The “issue of the line,” as he called the border, may be minor to the rest of the world. But it “shows us we have friends who we cannot trust,” said Mr. Barakzai, 43. Everyone listening knew he meant America, and they kept nodding.

The border, of course, is no simple boundary: It is the Durand Line, named for the British colonial official who drew it up to separate Imperial Britain’s Indian possessions from Afghanistan — dividing traditionally Pashtun lands between Afghanistan and what would later become Pakistan. To the world at large today, the line, however contentious, is official.

via In Afghanistan, Comment on Border Brings Tension –

3 thoughts on “In Afghanistan, Comment on Border Brings Tension –”

  1. I don’t necessarlily like to say it, but Mr. Barakzai may be correct. However I don’t think that they have to worry about the US for several months. With the uncertainty of how the elections will turn out, I think that policies may change, even if Obama remains in office. But new events that will define the United States’ stand on the issue are bound to happen, we just have to do our part to help our country sustain peace. Just as a side note, I can’t imagine that our country will purposly instigate anything, nomatter the outcome of the election.

  2. It’s interesting how the US’s stance on the Afghanistan-Pakistan borders, have not changed, but the recent statement has a lot of Afghanis talking. I wonder whether it’s just the US reiterating their position, or some other factors within the global community that are causing talk. I think that Durand line issue ultimately lies between the two disputing nations. That isn’t to say that the US won’t have interest in the outcome. I think it’s interesting how Afghanistan reprimanded the US slightly because the border is part of their domestic affairs, but they are fearful that the US will side with Pakistan. Again, I think this is an example of diplomacy and the power of words within the global arena.

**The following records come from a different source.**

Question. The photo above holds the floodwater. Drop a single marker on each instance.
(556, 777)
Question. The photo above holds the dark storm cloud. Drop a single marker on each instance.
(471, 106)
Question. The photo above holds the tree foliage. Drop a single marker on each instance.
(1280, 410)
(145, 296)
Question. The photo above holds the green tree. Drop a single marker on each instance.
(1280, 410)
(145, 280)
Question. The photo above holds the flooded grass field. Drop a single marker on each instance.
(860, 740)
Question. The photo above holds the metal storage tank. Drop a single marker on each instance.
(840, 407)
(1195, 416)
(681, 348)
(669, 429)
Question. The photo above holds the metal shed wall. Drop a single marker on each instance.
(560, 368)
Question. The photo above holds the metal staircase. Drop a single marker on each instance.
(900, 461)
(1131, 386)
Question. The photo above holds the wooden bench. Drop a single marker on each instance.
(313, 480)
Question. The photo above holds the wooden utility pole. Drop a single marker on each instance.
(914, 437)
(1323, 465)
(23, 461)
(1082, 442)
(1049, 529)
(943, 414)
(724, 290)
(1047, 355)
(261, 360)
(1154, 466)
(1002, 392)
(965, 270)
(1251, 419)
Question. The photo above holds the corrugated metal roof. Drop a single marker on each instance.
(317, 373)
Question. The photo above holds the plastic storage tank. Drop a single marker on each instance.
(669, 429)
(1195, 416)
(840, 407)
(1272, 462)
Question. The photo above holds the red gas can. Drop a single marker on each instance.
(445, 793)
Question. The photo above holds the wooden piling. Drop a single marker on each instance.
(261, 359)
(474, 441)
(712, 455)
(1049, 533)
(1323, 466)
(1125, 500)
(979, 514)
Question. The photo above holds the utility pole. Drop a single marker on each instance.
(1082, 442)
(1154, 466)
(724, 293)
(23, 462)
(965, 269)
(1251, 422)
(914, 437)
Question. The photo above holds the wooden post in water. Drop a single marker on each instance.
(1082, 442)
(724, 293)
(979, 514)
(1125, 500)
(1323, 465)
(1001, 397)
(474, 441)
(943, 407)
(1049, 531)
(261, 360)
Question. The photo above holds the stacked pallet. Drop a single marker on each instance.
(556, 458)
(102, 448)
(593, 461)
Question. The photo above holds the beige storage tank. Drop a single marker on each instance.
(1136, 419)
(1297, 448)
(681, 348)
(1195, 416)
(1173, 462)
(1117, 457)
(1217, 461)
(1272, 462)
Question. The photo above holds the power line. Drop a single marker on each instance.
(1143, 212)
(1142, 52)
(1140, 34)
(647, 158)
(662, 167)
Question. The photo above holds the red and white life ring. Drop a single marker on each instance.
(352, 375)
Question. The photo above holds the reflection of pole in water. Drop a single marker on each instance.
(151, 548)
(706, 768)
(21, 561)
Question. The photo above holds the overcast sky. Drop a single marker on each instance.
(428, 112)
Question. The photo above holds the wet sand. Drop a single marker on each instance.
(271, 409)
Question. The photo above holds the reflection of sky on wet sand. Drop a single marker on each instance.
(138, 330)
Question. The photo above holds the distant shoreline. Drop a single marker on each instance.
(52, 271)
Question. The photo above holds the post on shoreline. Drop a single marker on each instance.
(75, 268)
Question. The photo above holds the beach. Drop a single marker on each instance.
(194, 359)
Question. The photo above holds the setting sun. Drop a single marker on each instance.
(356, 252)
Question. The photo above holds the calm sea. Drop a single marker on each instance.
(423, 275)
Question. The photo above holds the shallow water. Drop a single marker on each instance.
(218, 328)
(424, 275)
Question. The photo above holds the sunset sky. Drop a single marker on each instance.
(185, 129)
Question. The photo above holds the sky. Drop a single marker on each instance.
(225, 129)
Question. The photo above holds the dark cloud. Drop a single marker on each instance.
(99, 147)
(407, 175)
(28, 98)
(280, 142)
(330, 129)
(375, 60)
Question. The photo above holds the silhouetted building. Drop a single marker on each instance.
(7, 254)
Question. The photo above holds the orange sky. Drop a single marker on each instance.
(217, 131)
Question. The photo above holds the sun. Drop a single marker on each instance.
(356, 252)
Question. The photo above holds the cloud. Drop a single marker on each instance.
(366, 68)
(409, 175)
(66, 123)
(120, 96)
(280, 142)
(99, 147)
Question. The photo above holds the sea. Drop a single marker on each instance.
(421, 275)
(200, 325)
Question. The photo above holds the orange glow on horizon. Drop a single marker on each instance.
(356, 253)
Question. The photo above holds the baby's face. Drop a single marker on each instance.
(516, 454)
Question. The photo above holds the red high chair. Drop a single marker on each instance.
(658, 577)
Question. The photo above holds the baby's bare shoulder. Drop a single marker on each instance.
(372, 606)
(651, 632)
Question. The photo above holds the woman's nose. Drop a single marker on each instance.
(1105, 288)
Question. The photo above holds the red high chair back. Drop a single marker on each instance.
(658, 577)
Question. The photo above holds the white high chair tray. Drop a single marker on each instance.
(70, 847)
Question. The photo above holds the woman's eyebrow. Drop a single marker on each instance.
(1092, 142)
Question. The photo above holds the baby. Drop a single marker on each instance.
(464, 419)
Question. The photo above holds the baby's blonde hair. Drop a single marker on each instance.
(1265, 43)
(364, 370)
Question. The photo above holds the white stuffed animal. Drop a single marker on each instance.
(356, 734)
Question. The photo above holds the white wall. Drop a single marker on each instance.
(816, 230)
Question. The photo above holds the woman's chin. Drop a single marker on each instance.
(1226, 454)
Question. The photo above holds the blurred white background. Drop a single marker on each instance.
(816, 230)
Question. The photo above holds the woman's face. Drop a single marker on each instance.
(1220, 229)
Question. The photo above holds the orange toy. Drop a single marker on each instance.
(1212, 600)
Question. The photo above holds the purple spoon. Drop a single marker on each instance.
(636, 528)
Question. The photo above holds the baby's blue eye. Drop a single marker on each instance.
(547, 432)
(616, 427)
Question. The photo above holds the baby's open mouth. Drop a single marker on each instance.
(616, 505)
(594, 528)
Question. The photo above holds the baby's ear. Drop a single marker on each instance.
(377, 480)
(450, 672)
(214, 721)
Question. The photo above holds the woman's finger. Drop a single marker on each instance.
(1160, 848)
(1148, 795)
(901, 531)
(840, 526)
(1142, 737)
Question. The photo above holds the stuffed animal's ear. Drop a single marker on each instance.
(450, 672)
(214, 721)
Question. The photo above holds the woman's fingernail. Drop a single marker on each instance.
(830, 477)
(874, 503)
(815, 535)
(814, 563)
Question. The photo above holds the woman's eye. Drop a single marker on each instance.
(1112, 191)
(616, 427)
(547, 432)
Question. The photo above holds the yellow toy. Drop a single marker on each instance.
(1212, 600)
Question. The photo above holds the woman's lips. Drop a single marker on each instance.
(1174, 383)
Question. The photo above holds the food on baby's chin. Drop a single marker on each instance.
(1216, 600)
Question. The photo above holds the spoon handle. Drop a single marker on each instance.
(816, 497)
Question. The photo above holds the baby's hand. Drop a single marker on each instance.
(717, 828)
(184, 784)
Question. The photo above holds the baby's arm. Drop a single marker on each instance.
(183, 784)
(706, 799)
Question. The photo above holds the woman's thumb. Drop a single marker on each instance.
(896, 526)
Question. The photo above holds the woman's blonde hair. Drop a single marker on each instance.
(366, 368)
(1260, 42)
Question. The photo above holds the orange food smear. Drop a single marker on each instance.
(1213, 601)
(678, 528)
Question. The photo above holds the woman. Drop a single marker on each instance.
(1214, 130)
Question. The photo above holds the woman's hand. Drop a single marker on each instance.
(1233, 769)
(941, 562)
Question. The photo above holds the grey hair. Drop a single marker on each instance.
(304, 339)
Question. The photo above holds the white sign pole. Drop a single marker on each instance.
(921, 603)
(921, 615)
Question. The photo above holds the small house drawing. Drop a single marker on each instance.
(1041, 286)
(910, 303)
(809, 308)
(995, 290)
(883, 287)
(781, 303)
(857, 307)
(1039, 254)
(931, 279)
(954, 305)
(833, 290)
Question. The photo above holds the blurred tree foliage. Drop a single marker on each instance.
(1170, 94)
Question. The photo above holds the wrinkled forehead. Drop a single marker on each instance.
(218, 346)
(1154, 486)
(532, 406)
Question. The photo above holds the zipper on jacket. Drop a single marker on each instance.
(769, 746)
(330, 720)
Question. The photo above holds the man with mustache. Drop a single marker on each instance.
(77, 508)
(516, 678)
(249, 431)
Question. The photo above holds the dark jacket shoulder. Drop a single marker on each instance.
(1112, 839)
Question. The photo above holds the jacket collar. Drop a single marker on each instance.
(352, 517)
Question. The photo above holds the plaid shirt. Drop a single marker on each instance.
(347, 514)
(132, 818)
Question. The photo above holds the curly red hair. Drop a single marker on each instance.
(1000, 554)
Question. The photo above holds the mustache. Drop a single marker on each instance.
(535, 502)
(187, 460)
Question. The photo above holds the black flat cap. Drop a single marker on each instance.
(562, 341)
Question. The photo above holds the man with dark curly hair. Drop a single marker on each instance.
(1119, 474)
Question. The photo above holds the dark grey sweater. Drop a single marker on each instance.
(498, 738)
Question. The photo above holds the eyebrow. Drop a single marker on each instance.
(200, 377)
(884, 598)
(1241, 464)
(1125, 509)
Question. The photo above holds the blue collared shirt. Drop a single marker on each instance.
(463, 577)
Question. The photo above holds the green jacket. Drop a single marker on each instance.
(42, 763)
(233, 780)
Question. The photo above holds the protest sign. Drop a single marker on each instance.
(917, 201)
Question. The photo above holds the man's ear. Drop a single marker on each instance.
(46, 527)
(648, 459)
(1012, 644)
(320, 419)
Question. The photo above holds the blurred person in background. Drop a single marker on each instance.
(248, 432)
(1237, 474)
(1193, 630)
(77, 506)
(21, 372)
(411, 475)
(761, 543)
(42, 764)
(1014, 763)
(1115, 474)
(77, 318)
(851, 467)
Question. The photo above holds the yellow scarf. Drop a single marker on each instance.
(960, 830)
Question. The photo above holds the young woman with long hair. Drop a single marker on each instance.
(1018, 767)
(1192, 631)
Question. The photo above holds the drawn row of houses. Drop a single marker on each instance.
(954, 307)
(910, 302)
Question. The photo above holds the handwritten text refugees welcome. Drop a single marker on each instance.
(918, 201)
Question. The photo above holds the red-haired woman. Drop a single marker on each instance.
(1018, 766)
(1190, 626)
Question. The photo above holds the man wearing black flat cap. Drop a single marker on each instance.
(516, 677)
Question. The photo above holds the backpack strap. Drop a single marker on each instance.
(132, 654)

    A more thorough history of the Durand Line:

  3. I second Kennerley’s approach. I think this article is extremely interesting in how the perspective of America can change overnight. (That may be attributing to the fact that was the agenda of the writer.) Could a simple 30 second speech in a General Assembly meeting change an entire regions perspective? Honestly, I think so. We are so affected by the words we hear, and the ideas that are presented to us. Just food for thought. Words are important.